Police to return homeless man’s impounded car
A federal judge has ordered San Francisco police to return a homeless man’s car that they towed and impounded because of thousands of dollars in unpaid parking tickets that the owner couldn’t afford to pay.
Police cited a state law that allows them to tow vehicles with more than five overdue parking tickets. But U.S. District Judge Jeffrey White of Oakland said Wednesday that, unless officers have a judicial warrant, no known legal precedent “can justify the seizure and retention of a vehicle if its owner cannot afford to pay the parking tickets.”
The ruling has prompted homeless advocates
to call on police to change their towing practices.
Sean Kayode, 52, was in a nearby shelter in March when officers towed the 2003 Mercedes, which was parked, its battery dead, in a street-sweeping zone on Polk Street. Kayode had bought the car in 2016 and used it to deliver food and drive passengers. He had accumulated 30 parking tickets in the 10 months before it was towed.
Kayode paid what he could, but would have had to come up with more than $11,000 to cover the rest of the tickets and the city’s towing and storage charges, according to the court ruling.
“Because Mr. Kayode is homeless, he is more vulnerable to the potential irreparable injury of continued unemployment and the harm associated with the deprivation of his personal effects,” White said Wednesday. He said returning the car “will enable Mr. Kayode to continue to support himself ” and to take part in a San Francisco program that allows poor people to pay their parking tickets by performing community service.
White’s order allows Kayode to keep his car during a lawsuit he’s filed in federal court, claiming it is unconstitutional to seize property for failure to pay a fine that the owner cannot afford. Although White’s ruling applies only to Kayode, advocacy groups said it should send a message to the city to stop towing cars because of unpaid parking tickets.
San Francisco tows more than 4,000 such vehicles each year, mostly owned by low-income people, said Bay Area Legal Aid and the Lawyers’ Committee for Civil Rights in a letter to City Attorney Dennis Herrera.
“Many of those vehicle owners are homeless and rely on their vehicles for shelter as well as their sole source of income,” the groups said.
They said the city does not notify owners that their vehicles are about to be towed, find out if they are able to pay, or tell them they have other options if they can’t afford payment.
The practice hurts the city because leaving people without vehicles they rely on for income increases poverty and homelessness, said Rebekah Farmer, legal director of Bay Area Legal Aid.
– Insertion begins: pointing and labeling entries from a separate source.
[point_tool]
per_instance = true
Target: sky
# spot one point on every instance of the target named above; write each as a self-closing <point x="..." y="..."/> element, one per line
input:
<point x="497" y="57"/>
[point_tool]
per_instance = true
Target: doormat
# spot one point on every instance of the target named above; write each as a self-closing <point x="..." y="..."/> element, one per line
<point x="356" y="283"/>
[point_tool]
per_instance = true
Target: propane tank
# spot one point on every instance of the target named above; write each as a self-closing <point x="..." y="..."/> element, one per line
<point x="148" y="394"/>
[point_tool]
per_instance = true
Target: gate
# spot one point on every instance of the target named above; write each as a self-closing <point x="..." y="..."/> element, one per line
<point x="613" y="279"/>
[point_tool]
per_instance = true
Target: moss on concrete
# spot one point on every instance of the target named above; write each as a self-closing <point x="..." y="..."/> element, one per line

In addition, she said, “the value of these cars rarely covers the cost of tow and storage, and the cars are often sold at a loss.”
John Coté, a spokesman for Herrera, said city officials sympathize with Kayode but contend police followed the law.
“If you have a car and park it, you have to park it legally,” Coté said.
He said the San Francisco Municipal Transportation Agency reduced towing fees for low-income people earlier this year and has offered alternatives for a number of years, allowing owners to “perform community service or set up a payment plan to pay their parking tickets.”